Rather, I passed on it because, for whatever reason, Iain Banks has been so badly handled in the US by previous American publishers that I doubted I could get out more than a derisory number of copies, particularly given that this very long book would have to sport a high cover price.

I continue to believe that there's no good reason Iain Banks can't have a large audience among American SF readers. But at this point, through sheer bad luck, what an American publisher wishing to rehabilitate Banks would need is an absolutely top-flight Banks novel, something on the order of Use of Weapons. The Algebraist is a good book but it's an A-minus book. Frankly, I suspect a committed small press would do better with it than we could have, and I genuinely hope they sell truckloads of copies.

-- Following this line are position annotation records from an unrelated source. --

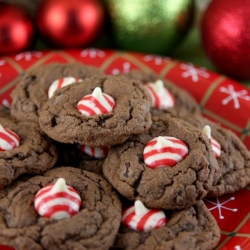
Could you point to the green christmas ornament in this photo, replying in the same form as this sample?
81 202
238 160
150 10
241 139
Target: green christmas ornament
149 26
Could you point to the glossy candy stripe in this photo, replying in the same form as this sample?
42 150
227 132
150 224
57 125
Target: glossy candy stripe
161 97
95 152
8 139
164 151
215 145
57 201
96 103
139 218
62 82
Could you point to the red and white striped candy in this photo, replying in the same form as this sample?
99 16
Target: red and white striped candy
139 218
62 82
96 103
162 98
215 145
57 201
95 152
8 139
164 151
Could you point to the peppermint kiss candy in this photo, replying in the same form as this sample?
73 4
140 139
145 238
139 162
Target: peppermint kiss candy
215 145
164 151
62 82
57 201
96 103
8 139
162 98
95 152
138 217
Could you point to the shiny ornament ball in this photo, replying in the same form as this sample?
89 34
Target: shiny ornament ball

uhura | August 12, 2005 08:42 PM

John, just what are you trying to do to me here? At current count (leans over to count top shelf of bookcase) I have 15 - no, 16 books in varying stages of completion. Several I haven't even *Started* - OMW and AttS, included. I am TOTALLY NOT ALLOWED to purchase any more books until I've made my way through this pile. And let's not talk about the Trickster series by Tamora Pierce, and selections by Scott Westerfield and Justine Larbalestier that it appears I won't get to until early 2006.

Oy - the trials of a bibliophile...

John Scalzi | August 13, 2005 12:40 PM

PNH:

"Rather, I passed on it because, for whatever reason, Iain Banks has been so badly handled in the US by previous American publishers that I doubted I could get out more than a derisory number of copies, particularly given that this very long book would have to sport a high cover price."

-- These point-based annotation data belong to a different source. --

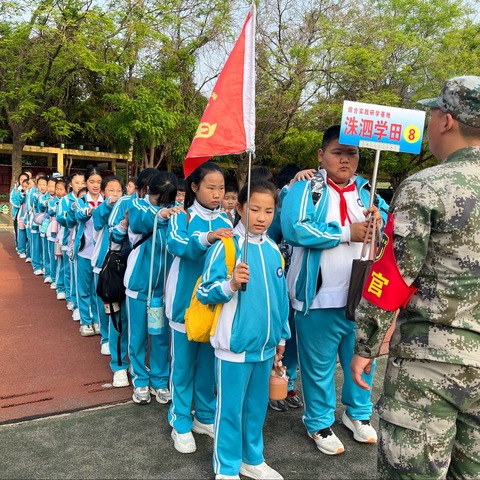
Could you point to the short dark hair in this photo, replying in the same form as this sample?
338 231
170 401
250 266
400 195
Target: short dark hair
111 178
332 133
196 177
467 131
165 185
256 186
260 173
231 186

And here we pause for a dramatic (and genuine) sigh. It's a bummer when the business portion of the book business rears its bean-counting head to the detriment of an enjoyable book.

But I think you may be right, Patrick, that a well-handled small press campaign here could do well for the book, so I hope Night Shade kicks some ass with it. It will certainly help that it comes in as a Hugo nominee.

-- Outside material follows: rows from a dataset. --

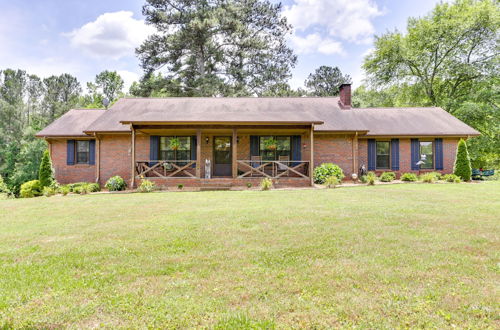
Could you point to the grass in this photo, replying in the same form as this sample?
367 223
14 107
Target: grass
392 256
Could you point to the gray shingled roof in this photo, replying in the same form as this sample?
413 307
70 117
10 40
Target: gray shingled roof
325 113
72 123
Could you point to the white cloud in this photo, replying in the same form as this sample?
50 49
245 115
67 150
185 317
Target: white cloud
111 35
331 21
314 43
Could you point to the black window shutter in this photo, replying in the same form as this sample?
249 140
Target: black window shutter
254 145
70 153
194 144
372 155
438 147
154 147
415 154
296 149
92 152
395 154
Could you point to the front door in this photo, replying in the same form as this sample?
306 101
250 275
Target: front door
222 156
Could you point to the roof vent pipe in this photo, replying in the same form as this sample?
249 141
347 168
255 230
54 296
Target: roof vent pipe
345 96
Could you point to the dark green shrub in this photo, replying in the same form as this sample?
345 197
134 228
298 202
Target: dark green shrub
409 177
326 170
452 178
371 177
387 176
31 189
146 186
116 183
462 167
45 173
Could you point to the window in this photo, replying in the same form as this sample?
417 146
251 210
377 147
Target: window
383 155
82 152
272 151
171 150
427 154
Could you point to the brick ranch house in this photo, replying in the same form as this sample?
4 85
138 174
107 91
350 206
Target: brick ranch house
201 142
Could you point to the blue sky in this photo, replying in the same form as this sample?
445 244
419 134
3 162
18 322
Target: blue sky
85 37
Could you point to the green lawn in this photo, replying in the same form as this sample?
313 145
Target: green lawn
409 255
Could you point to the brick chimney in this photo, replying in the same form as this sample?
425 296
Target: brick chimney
345 96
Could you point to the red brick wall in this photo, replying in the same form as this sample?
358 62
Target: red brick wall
68 173
334 148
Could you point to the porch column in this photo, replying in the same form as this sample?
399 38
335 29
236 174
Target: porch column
133 155
311 164
355 154
198 153
235 153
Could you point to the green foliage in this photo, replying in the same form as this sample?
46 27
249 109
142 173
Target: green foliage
371 178
332 181
452 178
146 186
31 189
462 167
325 81
387 176
116 183
216 47
409 177
326 170
266 184
45 173
49 191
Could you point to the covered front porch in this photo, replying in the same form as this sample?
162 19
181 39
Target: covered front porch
211 154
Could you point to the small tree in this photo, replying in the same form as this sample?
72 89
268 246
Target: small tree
462 166
45 175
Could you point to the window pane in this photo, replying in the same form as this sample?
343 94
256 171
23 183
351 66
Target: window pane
426 155
383 154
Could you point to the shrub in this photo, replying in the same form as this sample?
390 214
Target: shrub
64 190
331 181
452 178
93 187
49 191
116 183
31 189
146 186
387 176
371 177
326 170
409 177
45 173
428 177
266 184
462 167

abi | August 15, 2005 02:12 AM

Patrick:

The last paragraph of your comment is pretty much the conversation I had with my husband in the car park of the SECC. The Algebraist is Banks by numbers; I'd give it a B or a B+ rather than an A-. In comparison to Use of Weapons or Player of Games, it falls rather flat.

If one digs into the Banks back catalogue, do remember to use the middle inital as an indicator. The "Iain M Banks" books are science fiction. "Iain Banks" books are fiction, ranging from the relatively mainstream The Crow Road and Complicity to the frankly bizzare The Bridge.

anna Feruglio dal dan | August 17, 2005 07:13 AM

What Patrick said. It's a crying shame Banks is not more widely known and appreciated in the US. And John, beg, borrow or steal "Use of Weapons". Beg borrow or steal "The Wasp Factory" come to think of it. If I had suspected you hadn't read Banks before I would have pushed the whole of the catalogue in your hands before you left Glasgow, so on the whole it's a good thing that I didn't.

And yes, "The Algebraist" is an A- book, but I still voted for it at the Hugos because it's fucking high time Banks won something. Among other things, he's a highly respected and hugely successful mainstream author over in the UK, he started off as a mainstream publisher, and the reason he spun off into SF is because he's a genuine honest-to-god fan, he goes out of his way to undiss the genre and has probably done a lot to drag it out of the ghetto as much as it is in the UK. He was also the life of the party at Inter... well, the Glasgow '95 WorldCon, and I was very sorry he wasn't on the program this time, because he's an articulate, intelligent and very funny guy.